The development and approval of cancer drugs is a long and arduous process. Health regulators have taken initiative to speed up the approval process for new medicines. These accelerated approval pathways allow approval of investigational cancer drugs through the demonstration of benefit based on surrogate measures (e.g., ORR or PFS) instead of definitive endpoints (e.g., OS), enabling drugs to be rapidly available to patients. Within the FDA, accelerated approval of oncology drugs has increased steadily since inception of the Accelerated Approval Program in 1992 (https://www.fda.gov/patients/learn-about-drug-and-device-approvals/fast-track-breakthrough-therapy-accelerated-approval-priority-review; ref. 48), with more than 120 different indications (48, 49). Table 1 demonstrates an increasing proportion of initial FDA approvals of oncology drugs via the Accelerated Approval mechanism in the past 5 years. In one report, the FDA Accelerated Approval Program hastened oncology early drug accessibility by an average of 3.9 years, compared with regular drug approval (50). Despite the apparent advantage, it is crucial to recognize the clinical and scientific trade-offs of accelerated approval pathways in oncology.

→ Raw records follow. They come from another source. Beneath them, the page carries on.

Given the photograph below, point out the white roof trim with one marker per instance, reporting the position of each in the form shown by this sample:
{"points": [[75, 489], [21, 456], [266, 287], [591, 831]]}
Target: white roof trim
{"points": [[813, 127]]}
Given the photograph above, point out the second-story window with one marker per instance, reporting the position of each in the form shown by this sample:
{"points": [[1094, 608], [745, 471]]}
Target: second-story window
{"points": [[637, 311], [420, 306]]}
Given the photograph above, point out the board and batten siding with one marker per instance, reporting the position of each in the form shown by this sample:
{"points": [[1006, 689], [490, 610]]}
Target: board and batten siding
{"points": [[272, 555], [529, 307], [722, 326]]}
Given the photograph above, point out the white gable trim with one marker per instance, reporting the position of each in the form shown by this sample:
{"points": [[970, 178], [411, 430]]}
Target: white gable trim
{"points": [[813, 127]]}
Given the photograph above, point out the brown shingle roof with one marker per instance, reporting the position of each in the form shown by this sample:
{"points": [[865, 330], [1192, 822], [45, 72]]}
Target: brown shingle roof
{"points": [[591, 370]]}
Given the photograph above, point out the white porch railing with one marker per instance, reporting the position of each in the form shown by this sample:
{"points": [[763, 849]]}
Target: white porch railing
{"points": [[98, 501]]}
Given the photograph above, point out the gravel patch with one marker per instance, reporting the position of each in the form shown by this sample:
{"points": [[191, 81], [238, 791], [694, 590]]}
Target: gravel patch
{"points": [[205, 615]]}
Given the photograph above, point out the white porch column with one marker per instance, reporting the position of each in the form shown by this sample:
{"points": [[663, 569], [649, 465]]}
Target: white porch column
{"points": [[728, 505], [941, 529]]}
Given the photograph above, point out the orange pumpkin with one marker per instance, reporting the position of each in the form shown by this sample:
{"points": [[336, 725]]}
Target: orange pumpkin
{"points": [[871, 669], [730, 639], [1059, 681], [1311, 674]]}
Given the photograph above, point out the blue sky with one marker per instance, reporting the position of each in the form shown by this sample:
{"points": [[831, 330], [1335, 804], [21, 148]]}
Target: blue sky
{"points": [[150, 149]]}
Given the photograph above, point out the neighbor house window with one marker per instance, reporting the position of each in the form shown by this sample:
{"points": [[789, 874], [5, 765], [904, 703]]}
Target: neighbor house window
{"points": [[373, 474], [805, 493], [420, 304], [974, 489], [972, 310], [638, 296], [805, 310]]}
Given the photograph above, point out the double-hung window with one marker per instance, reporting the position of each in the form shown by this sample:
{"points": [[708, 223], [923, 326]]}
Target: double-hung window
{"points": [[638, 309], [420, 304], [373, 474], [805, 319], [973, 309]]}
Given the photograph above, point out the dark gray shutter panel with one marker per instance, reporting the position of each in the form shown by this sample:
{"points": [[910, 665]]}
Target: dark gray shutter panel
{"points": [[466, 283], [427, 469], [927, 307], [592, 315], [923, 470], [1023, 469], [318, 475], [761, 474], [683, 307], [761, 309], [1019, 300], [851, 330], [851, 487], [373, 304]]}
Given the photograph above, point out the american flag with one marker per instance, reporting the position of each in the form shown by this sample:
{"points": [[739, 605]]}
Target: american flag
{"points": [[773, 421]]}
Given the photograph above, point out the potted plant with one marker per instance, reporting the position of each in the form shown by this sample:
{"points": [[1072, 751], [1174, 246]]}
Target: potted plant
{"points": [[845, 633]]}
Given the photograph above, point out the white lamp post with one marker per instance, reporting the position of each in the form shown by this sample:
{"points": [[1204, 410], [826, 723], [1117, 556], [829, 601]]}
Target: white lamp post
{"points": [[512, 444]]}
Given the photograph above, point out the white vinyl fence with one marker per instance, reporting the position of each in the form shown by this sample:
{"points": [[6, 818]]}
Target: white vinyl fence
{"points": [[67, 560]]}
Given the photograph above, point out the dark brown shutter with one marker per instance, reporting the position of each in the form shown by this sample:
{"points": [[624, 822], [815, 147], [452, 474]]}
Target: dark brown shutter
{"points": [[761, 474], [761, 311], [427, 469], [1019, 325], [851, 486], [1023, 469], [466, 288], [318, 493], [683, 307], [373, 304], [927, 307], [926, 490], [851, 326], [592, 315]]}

Most accelerated approval pathways require a subsequent confirmatory postapproval clinical trial. Failure to complete this could result in the removal of the accelerated approval indication from the market. Despite this requirement, the due diligence in conducting postapproval trials to confirm clinical benefit has been suboptimal. In a review of 47 accelerated approvals, confirmatory trials were not reported for 14 of these indications, with several exceeding 5 years with no report (50). Furthermore, only approximately 20% of accelerated approval indications subsequently report confirmatory trials with an OS benefit (51). Of greater concern, there was no change in regulatory approval despite the failure of confirmatory trials to show an OS advantage, with examples being provided in Gill and colleagues (49). For instance, the initial accelerated approval for nivolumab in the third-line setting for metastatic small-cell lung cancer, based on the CHECKMATE-032 trial (NCT01928394), was continued despite the negative results of the confirmatory phase III CHECKMATE-331 and 451 trials (NCT02481830; NCT02538666). Ultimately, this indication was withdrawn by the drug company in consultation with the FDA after approximately 24 months since the results of the two confirmatory trials were announced (https://news.bms.com/news/details/2020/Bristol-Myers-Squibb-Statement-on-Opdivo-nivolumab-Small-Cell-Lung-Cancer-US-Indication/default.aspx).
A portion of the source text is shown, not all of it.